How North Korea is more open than South Korea
Until last year the whole of North Korea was nothing but a featureless grey block on Google Maps.
But the country added roads, buildings and railway lines in January 2013, just weeks after chief executive Eric Schmidt visited government officials and warned that they risked further economic decline unless they allowed citizens greater access to the internet.
Data is usually bought from commercial sources, but as this was unavailable for North Korea they used information submitted by citizens via the Map Maker service.
At the time Google said in a blog post that creating accurate maps was a crucial first step towards helping people understand parts of the world that are unfamiliar to them: "While many people around the globe are fascinated with North Korea, these maps are especially important for the citizens of South Korea who have ancestral connections or still have family living there."
Now it has gone a step further and added directions, for driving and walking - there is no option for public transport as timetable information is not available.

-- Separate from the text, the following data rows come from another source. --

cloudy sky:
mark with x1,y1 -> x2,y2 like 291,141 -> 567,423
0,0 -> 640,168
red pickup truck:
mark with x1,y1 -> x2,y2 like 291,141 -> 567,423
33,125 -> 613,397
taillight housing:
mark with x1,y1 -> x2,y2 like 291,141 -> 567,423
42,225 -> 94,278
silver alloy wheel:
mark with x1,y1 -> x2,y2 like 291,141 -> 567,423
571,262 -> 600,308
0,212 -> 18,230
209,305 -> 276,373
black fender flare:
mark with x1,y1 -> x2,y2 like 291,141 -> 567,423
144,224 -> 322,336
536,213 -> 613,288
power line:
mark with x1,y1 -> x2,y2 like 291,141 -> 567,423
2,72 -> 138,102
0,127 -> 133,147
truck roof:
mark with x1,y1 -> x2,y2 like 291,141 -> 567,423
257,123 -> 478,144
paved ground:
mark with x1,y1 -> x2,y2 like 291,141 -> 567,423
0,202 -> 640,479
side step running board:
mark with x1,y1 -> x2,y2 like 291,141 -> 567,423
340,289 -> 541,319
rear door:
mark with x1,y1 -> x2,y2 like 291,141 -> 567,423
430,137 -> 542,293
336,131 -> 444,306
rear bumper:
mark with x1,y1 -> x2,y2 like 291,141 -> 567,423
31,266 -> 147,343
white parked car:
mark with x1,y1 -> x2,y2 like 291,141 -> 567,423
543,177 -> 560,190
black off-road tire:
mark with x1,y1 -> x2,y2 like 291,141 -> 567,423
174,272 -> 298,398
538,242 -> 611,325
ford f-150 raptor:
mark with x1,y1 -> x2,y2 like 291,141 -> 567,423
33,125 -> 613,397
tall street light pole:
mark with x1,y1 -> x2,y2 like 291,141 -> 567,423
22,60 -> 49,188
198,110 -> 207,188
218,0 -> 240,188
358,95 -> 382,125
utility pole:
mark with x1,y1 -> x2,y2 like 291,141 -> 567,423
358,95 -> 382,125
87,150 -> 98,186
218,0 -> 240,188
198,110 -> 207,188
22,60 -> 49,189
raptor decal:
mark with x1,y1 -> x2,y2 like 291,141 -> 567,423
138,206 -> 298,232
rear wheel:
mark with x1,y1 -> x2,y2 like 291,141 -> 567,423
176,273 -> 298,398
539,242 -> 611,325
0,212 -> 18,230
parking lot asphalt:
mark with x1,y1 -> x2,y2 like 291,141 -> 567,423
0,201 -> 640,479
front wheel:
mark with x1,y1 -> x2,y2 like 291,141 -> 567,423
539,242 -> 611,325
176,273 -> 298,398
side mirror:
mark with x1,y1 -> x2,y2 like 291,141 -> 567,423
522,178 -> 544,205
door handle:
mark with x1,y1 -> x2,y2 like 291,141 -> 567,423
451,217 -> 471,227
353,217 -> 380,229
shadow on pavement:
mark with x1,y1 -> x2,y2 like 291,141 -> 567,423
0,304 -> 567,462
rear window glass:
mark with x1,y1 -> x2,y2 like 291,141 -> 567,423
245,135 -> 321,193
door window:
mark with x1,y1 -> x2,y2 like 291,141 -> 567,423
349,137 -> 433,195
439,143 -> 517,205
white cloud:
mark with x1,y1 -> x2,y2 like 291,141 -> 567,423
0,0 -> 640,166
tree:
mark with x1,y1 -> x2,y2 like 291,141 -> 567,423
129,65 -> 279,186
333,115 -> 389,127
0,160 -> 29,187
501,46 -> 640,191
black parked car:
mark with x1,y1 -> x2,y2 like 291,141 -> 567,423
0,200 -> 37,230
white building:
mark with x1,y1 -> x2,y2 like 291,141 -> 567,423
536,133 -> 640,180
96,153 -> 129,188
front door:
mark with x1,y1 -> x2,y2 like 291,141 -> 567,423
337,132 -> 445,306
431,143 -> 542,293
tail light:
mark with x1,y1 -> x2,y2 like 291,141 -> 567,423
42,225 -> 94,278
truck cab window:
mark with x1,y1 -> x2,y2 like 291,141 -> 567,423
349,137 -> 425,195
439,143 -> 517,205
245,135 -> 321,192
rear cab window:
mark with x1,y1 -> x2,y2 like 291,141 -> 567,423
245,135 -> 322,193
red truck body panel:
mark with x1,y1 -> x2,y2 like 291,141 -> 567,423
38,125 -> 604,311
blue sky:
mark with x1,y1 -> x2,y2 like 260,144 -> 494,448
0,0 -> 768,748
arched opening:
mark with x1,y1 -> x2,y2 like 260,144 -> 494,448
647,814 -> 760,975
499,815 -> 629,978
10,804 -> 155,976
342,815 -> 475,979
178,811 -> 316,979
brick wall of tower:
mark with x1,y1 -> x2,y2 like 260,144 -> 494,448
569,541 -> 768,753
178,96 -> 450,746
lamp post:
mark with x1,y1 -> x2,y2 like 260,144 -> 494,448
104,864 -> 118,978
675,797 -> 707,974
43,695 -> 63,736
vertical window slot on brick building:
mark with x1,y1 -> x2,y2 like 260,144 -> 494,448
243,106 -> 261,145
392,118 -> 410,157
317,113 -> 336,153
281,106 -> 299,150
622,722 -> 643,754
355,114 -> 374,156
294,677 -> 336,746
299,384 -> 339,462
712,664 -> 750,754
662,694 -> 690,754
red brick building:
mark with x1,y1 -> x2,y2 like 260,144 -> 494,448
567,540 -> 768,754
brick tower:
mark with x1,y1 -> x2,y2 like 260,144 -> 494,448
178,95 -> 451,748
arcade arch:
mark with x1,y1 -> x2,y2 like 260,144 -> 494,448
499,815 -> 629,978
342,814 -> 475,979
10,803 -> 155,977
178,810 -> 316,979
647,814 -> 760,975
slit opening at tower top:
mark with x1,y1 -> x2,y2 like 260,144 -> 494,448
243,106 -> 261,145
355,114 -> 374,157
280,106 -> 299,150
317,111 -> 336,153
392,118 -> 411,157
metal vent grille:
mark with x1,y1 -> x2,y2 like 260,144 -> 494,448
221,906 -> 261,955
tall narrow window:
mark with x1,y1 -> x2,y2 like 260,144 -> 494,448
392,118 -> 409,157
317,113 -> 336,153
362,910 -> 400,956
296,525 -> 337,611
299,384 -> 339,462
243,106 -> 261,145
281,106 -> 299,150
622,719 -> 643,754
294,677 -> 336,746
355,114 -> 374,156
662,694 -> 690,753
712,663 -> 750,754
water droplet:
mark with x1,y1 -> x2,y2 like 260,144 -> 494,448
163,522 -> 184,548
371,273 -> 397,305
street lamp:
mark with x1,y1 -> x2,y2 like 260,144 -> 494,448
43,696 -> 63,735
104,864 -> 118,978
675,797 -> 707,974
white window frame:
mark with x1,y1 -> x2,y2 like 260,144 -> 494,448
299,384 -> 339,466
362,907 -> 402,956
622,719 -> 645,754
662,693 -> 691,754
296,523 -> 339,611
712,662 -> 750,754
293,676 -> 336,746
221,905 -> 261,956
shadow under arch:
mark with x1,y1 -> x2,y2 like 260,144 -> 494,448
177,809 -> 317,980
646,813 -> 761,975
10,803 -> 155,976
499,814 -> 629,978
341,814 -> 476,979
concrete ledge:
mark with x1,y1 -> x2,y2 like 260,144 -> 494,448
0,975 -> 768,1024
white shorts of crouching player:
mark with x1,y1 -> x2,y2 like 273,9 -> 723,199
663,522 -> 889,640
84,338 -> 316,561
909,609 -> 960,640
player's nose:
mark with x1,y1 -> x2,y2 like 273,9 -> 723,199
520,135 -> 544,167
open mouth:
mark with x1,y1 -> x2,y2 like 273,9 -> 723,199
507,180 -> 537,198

But the feature is likely to be of limited use. The Central Intelligence Agency estimates that North Korea had just 25,554 kilometres of road in 2006, of which only 724km was paved. Private car ownership is virtually nil, and the movement within the country is strictly regulated.
The directions for driving give an estimated journey time assuming a speed of around 105km/h. However, North Korean refugee Jung Jin-hwan told New Focus International that the highest speed limit is actually 70km/h.
Roads are split into separate lanes with individual speed limits, and people are only allowed to use certain lanes depending on their status. Senior officials can use the fast lane and travel at 70km/h, for instance, while ordinary citizens - should they be lucky enough to have access to a car - are forced to stick to the slow lane and travel at a maximum of 40km/h.
Strangely, this move now means that North Korea has more permissive rules that South Korea, on online mapping at least. Laws relating to national security, brought in after the Korean War, mean that Google is only allowed to provide public transport directions between two points, and not driving routes.
The export of map data is forbidden, meaning that Google cannot legally process the data at its US servers to create driving directions on demand. Google is pressuring the country to change the law, and argues that it makes it virtually impossible to compete with domestic competitors which are able to provide such services internally. South Korea is one of the few countries in the world where Google is not the most commonly used search engine.